Sauf que certains de leurs actes interrogent et interpellent déjà.

Car, pourquoi pendant que Lieutenant Colonel Mamady Doumbouya parle de changement, de réconciliation dans son discours, la majorité des gouverneurs et préfets qui ont été investis jusque-là sont presque tous des anciens  fidèles au régime ethniciste déchu, donc des tortionnaires tapis dans l’ombre ?

Pourquoi renouer avec les organisations régionales aussi source de cette crise ?

Pourquoi le recyclage du colonel Bala Samoura et certains membres du CNDD qui ont aussi les mains souillées du sang des Guinéens?

Erreur ou calcul politique ou prolongation du régime déchu sous une autre forme ?

Espérons que le futur gouvernement des dirigeants du comité national pour le redressement et le développement (CNRD) ne sera pas une sorte de confrérie de zeroctates adeptes du divisionnisme, de l’ethnicité et du despotisme.

Une chose est certaine, les événements du 5 septembre 2021 ne doivent pas ramener la Guinée au point de départ de la crise.

Cette crise politique qui a éclaté à la suite des élections présidentielles d’octobre 2020, et plus particulièrement avec le rôle nocif de la Cour constitutionnelle ne doit pas être perçue comme un contentieux post-électoral.

Elle apparaît comme le fruit d’un mécontentement profond et récurrent face à un Etat guinéen dysfonctionnel, corrompu, mafieux et incapable de relever la multitude de défis auxquels est confronté ce pays parmi les plus pauvres au monde.

Avant toute autre chose, le pays a besoin d’une gouvernance favorable à de réelles réformes, en particulier l’assainissement des finances publiques, mettre surtout hors d’état de nuire toutes ces personnes nuisibles qui entouraient M Alpha Condé et qui sont aussi les artisans de ce système moribond destructif mis en place depuis 1958.

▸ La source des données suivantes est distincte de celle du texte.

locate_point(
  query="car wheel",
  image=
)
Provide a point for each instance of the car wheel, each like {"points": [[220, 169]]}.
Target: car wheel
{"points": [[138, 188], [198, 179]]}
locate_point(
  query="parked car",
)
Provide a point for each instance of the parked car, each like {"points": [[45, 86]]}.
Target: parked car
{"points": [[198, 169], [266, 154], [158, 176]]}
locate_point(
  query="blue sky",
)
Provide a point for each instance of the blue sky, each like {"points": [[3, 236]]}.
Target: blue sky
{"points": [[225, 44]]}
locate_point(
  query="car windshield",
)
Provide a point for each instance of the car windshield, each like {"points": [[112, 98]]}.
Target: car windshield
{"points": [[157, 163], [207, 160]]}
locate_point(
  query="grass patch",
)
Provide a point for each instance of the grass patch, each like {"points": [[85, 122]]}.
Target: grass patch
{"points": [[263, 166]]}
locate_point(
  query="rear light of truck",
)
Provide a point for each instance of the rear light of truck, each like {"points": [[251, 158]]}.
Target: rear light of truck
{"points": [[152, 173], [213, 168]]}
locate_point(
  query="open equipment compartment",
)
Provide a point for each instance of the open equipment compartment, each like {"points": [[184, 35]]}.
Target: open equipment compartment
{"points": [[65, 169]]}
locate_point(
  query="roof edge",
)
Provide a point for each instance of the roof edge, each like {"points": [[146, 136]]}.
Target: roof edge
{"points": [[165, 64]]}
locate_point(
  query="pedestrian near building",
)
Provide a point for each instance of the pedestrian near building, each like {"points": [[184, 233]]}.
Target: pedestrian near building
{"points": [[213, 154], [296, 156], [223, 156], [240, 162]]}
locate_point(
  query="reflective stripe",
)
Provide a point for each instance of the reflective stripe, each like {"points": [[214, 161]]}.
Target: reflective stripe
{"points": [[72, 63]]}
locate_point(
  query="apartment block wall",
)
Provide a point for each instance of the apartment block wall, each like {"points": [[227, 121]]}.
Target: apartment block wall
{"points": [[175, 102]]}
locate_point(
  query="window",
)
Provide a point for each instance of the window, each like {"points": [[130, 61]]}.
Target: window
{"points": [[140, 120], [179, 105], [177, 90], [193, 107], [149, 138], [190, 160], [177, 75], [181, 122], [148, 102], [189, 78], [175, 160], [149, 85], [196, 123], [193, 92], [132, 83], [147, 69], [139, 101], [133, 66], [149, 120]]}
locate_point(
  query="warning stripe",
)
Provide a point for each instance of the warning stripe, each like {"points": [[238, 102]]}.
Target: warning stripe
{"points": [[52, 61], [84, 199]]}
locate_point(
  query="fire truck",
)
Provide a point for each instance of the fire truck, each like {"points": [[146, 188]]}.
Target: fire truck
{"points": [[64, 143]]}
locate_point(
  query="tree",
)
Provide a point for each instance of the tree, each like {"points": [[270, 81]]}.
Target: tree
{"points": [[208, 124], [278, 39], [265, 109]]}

En d’autres termes, il faut faire de cet énième mal nécessaire, une occasion de tourner la page sur un statu quo qui a plongé le pays dans une profonde crise politico-socio-économique.

Une période de transition est sans doute inévitable, mais elle doit être la plus courte possible.

Pour ce faire, la junte militaire peut s’inspirer du Burkina Faso où après le départ forcé du président Compaoré en 2014, la transition a permis de renouer avec l’ordre constitutionnel et ne s’est surtout pas inscrite dans la durée.

Sans nul doute, le chantier de la gouvernance est plus laborieux et plus long. Mais les évènements du 05 septembre sonnent comme un rappel : il s’agit également du chantier le plus important pour apporter une réponse durable aux défis politiques, sociaux-économiques,  auxquels le pays est confronté.

Comme pour dire qui veut peut et que désormais seul le peuple est souverain dans ce pays.